Une nouvelle épreuve de force a débuté en Belgique entre le gouvernement de droite et le mouvement syndical. Le 24 mai, 80.000 personnes ont manifesté à Bruxelles à l’appel du front commun FGTB-CSC-CGSLB ; le 31 mai, la fonction publique sera paralysée par une grève nationale ; la FGTB appelle le 24 juin à une grève de 24 heures appuyée par la Centrale Nationale des Employés (principale centrale du syndicat chrétien CSC dans la partie francophone du pays) ; une nouvelle manifestation de masse et une deuxième journée de grève sont planifiées pour la rentrée sociale.
Les mobilisations sont dirigées en premier lieu contre les projets de flexisécurité du ministre de l’emploi et du travail. Comme Valls et Hollande, le démocrate-chrétien Kris Peeters veut porter le fer dans l’organisation du travail : annualisation du temps de travail (jusqu’à 45 heures/semaine), contrats intérimaires à durée indéterminée, remise au travail des malades de longue durée,… Mais le mécontentement dans la population est général : il porte aussi sur l’allongement de la carrière, les exclusions du chômage, et autres mesures de régression qui contrastent avec les cadeaux aux riches et aux patrons.
Face au rouleau compresseur néolibéral, la vague de luttes de l’automne 2014 avait mis en lumière la force exceptionnelle du syndicalisme belge et sa capacité de porter une alternative. Trois mois de mobilisation avaient pourtant fini en queue de poisson, les directions syndicales décidant unilatéralement de tout arrêter « pour donner une chance à la concertation ». Celle-ci n’a strictement rien apporté. Va-t-on revivre le même scénario ? Telle est la question que se posent beaucoup de syndicalistes.
Les appareils restent mobilisés avant tout en défense de la concertation, qui leur permet d’accompagner l’austérité en limitant les dégâts et en maintenant leur puissant dispositif d’encadrement de la classe ouvrière.
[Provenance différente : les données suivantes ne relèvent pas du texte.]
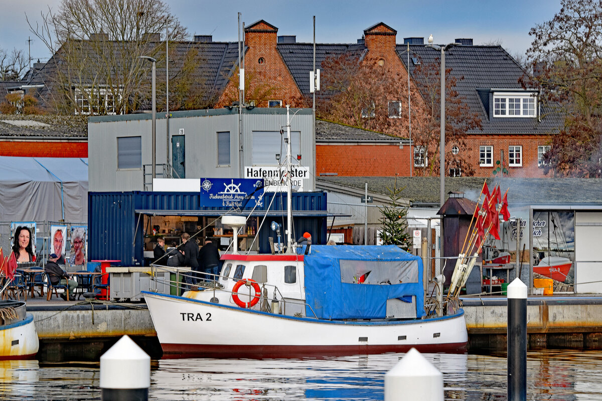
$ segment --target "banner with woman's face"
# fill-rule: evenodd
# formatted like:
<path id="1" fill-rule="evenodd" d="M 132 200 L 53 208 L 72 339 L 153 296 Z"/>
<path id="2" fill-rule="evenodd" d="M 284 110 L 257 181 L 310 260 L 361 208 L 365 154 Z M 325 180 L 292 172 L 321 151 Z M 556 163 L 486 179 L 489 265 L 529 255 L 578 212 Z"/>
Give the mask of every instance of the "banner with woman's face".
<path id="1" fill-rule="evenodd" d="M 85 225 L 71 226 L 71 249 L 69 251 L 70 265 L 85 264 L 85 253 L 87 249 L 87 227 Z"/>
<path id="2" fill-rule="evenodd" d="M 35 221 L 13 221 L 10 224 L 10 231 L 13 233 L 11 236 L 10 239 L 10 246 L 13 246 L 14 245 L 14 237 L 16 234 L 17 228 L 19 227 L 25 227 L 29 228 L 29 240 L 31 243 L 31 252 L 34 255 L 36 254 L 36 222 Z M 22 240 L 23 244 L 26 246 L 27 244 L 25 243 L 25 237 L 26 236 L 26 230 L 21 230 L 21 239 Z M 17 241 L 19 240 L 17 239 Z M 20 242 L 20 241 L 19 241 Z"/>
<path id="3" fill-rule="evenodd" d="M 67 226 L 50 226 L 50 253 L 58 257 L 59 265 L 65 264 L 65 248 L 67 244 Z"/>

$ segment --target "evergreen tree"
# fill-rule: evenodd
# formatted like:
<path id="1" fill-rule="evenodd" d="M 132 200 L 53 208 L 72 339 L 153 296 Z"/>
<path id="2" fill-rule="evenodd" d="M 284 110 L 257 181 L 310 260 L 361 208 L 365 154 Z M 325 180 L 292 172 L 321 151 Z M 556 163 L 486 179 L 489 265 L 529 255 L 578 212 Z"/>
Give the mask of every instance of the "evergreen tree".
<path id="1" fill-rule="evenodd" d="M 383 206 L 380 210 L 382 217 L 379 219 L 379 222 L 382 224 L 380 239 L 383 245 L 397 245 L 407 251 L 409 248 L 411 240 L 406 232 L 408 221 L 405 217 L 408 215 L 408 207 L 402 206 L 400 203 L 402 191 L 404 189 L 405 187 L 397 188 L 397 177 L 395 179 L 393 189 L 386 188 L 386 190 L 389 191 L 388 196 L 391 203 Z"/>

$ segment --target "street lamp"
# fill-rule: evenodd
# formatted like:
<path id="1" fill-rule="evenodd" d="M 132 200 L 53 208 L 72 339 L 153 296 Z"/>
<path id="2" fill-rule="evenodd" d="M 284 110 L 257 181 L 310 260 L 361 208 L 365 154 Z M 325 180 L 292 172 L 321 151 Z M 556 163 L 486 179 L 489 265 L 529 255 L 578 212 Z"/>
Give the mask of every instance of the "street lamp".
<path id="1" fill-rule="evenodd" d="M 461 43 L 454 42 L 445 46 L 433 44 L 433 35 L 429 37 L 429 44 L 427 47 L 432 47 L 435 50 L 441 51 L 441 138 L 439 144 L 439 173 L 441 177 L 439 183 L 439 206 L 443 206 L 445 200 L 445 51 L 455 46 L 459 46 Z"/>
<path id="2" fill-rule="evenodd" d="M 157 96 L 156 96 L 156 90 L 155 85 L 155 76 L 157 71 L 157 60 L 150 56 L 140 56 L 140 58 L 145 58 L 147 60 L 152 61 L 152 123 L 151 131 L 152 132 L 152 139 L 151 143 L 152 144 L 152 178 L 154 180 L 155 177 L 157 176 L 155 172 L 155 153 L 157 153 L 157 142 L 156 142 L 156 123 L 157 123 Z"/>

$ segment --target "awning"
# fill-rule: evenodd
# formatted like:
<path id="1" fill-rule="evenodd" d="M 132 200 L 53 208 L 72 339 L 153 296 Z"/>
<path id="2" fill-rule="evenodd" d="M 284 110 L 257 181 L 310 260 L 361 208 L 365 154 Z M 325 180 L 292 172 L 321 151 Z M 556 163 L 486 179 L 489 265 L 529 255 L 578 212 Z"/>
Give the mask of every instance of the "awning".
<path id="1" fill-rule="evenodd" d="M 135 209 L 135 212 L 141 215 L 150 216 L 219 216 L 223 215 L 236 215 L 239 216 L 252 216 L 279 217 L 286 215 L 285 210 L 240 210 L 235 212 L 226 212 L 224 210 L 159 210 L 152 209 Z M 293 210 L 293 217 L 349 217 L 351 215 L 329 213 L 326 210 Z"/>

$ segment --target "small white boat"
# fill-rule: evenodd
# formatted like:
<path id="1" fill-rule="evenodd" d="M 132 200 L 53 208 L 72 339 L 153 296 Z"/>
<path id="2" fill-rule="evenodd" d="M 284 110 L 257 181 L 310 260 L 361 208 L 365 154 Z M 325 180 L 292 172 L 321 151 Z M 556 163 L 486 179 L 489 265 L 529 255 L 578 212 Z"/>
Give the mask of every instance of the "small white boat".
<path id="1" fill-rule="evenodd" d="M 40 347 L 31 314 L 25 302 L 0 301 L 0 360 L 31 359 Z"/>
<path id="2" fill-rule="evenodd" d="M 427 317 L 421 259 L 397 246 L 315 245 L 306 256 L 222 259 L 214 288 L 143 292 L 164 357 L 465 350 L 464 311 Z"/>

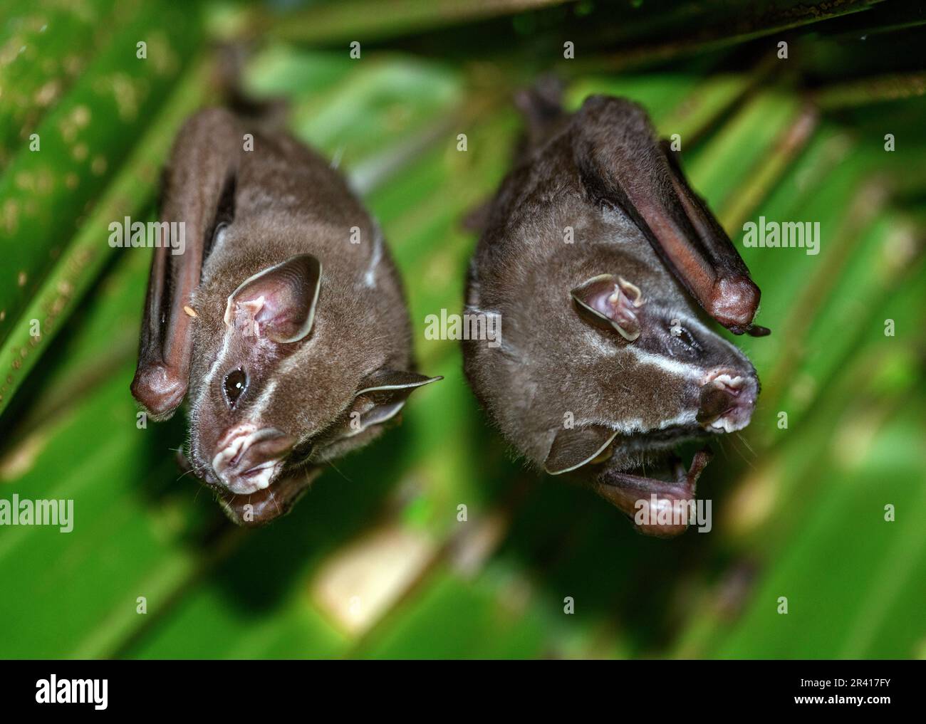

Mais le gouvernement n’en veut plus : grisé par ses succès et profitant du climat plombé par les attentats, il veut non seulement transformer les sommets syndicaux en courroies de transmission de l’austérité mais aussi pousser les délégations d’entreprise dans les cordes en mettant les piquets de grève hors-la-loi et enlevant aux délégués le droit de s’opposer à la flexibilisation et à la précarisation du travail. C’est une attaque frontale, d’inspiration thatchérienne.
Face à cela, la stratégie syndicale de concertation est en crise et celle-ci se manifeste à deux niveaux, qui sont combinés : le retour des débrayages spontanés, d’une part, et la cacophonie dans les prises de position des structures syndicales à tous les niveaux, d’autre part.
Les contrôleurs aériens se sont croisés les bras spontanément pendant plusieurs jours après les attentats, pour dénoncer leurs conditions de travail. Les gardiens de prison francophones sont en grève depuis 5 semaines contre le manque de personnel. Les cheminots francophones les ont rejoints depuis le 25 mai, contre un diktat de la direction qui veut allonger leur temps de travail avec perte de salaire. Ces mouvements spontanés en front commun ont amené la CGSP wallonne (centrale FGTB du secteur public) à adopter une résolution qui couvre toutes les actions au-delà du 31 mai. On parle de grève au finish. Typique du mouvement ouvrier belge, la dynamique par laquelle la radicalisation à la base se répercute au sein des instances syndicales est donc en marche.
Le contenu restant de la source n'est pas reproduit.